Charity Begins 700 Miles Away

More US taxpayer money being spent to prevent Haitians from escaping Haiti:

Every day, a United States Air Force cargo plane specially equipped with radio transmitters flies for five hours over the devastated country, broadcasting news and a recorded message from Raymond Joseph, Haiti’s ambassador in Washington.

“Listen, don’t rush on boats to leave the country,” Mr. Joseph says in Creole, according to a transcript released by the Pentagon. “If you do that, we’ll all have even worse problems. Because, I’ll be honest with you: If you think you will reach the U.S. and all the doors will be wide open to you, that’s not at all the case. And they will intercept you right on the water and send you back home where you came from.”

Homeland Security and Defense Department officials say they are taking a hard line to avert a mass exodus from the island that could lead to deaths at sea or a refugee crisis in South Florida. Haiti’s capital, Port-au-Prince, is about 700 miles from Miami…

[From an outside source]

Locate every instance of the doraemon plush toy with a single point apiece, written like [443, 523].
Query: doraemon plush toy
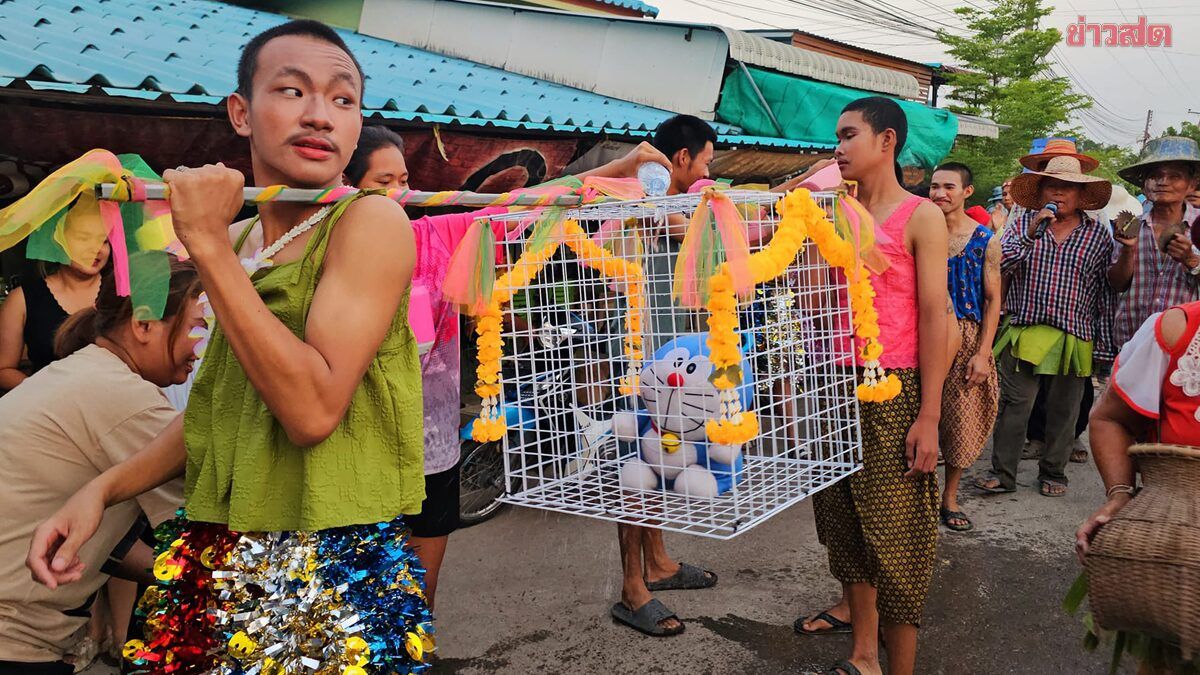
[670, 430]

The State Department has also been denying many seriously injured people in Port-au-Prince visas to be transferred to Miami for surgery and treatment, said Dr. William O’Neill, the dean of the Miller School of Medicine at the University of Miami, which has erected a field hospital near the airport there.

“It’s beyond insane,” Dr. O’Neill said Saturday, having just returned to Miami from Haiti. “It’s bureaucracy at its worse.”

Notice that the problem with “a refugee crisis in South Florida” isn’t the “refugee crisis” part—Haiti is already a nationwide refugee crisis. The problem is the “in South Florida” part. We Americans like our charity to be clean and abstract. Texting $10 to the Red Cross is convenient and lets us feel good about ourselves. Best of all, it’s a form of charity that keeps the Haitian people themselves far away, so that we can go back to ignoring them and letting them starve when we get bored with the Good Samaritan act.